Immunosuppression and atypical infections in CML patients treated with dasatinib at 140 mg daily
Article first published online: 9 SEP 2009
© 2009 The Authors. Journal Compilation © 2009 Stichting European Society for Clinical Investigation Journal Foundation
European Journal of Clinical Investigation
Volume 39, Issue 12, pages 1098–1109, December 2009
How to Cite
Sillaber, C., Herrmann, H., Bennett, K., Rix, U., Baumgartner, C., Böhm, A., Herndlhofer, S., Tschachler, E., Superti-Furga, G., Jäger, U. and Valent, P. (2009), Immunosuppression and atypical infections in CML patients treated with dasatinib at 140 mg daily. European Journal of Clinical Investigation, 39: 1098–1109. doi: 10.1111/j.1365-2362.2009.02206.x
- Issue published online: 9 NOV 2009
- Article first published online: 9 SEP 2009
- Received 6 May 2009; accepted 21 July 2009
- drug targets;
- side effects
Background The multikinase inhibitor dasatinib exerts growth-inhibitory effects in patients with imatinib-resistant chronic myeloid leukaemia (CML). In first clinical trials, side effects of dasatinib, 140 mg daily, were reported to be mild and tolerable.
Patients and methods We examined the side effect profile in 16 patients with imatinib-resistant CML who received 140 mg dasatinib daily in our center.

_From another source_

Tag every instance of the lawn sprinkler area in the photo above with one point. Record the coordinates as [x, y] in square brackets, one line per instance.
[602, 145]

Results Dasatinib produced substantial and sometimes severe or even life-threatening side effects with ≥ 10% body weight loss (6/16 patients), pleural effusions grade II or higher (12/16) and infectious complications (12/16), including atypical infections not seen in imatinib-treated patients. One patient developed Epstein–Barr-Virus-positive mucosal leucoplakia, one died from pneumonia caused by pneumocystis carinii and three patients developed a skin-cancer. Most events were recorded within the first 2 years of therapy, only skin tumours developed after the second year. In ex vivo experiments performed in dasatinib-treated patients, transient suppression of IgE-dependent activation of blood basophils and TcR-dependent activation of T-lymphocytes was found. Moreover, in drug-binding studies, dasatinib was found to bind to several key kinase-targets of the immune system including Lyn and Btk, in mast cell, basophil, B-cell and T-cell lines.
Conclusion Dasatinib acts not only anti-neoplastic in CML but may also act as an immunosuppressive agent when applied at 140 mg daily, and produces frequent pleural effusions and weight loss in advanced CML.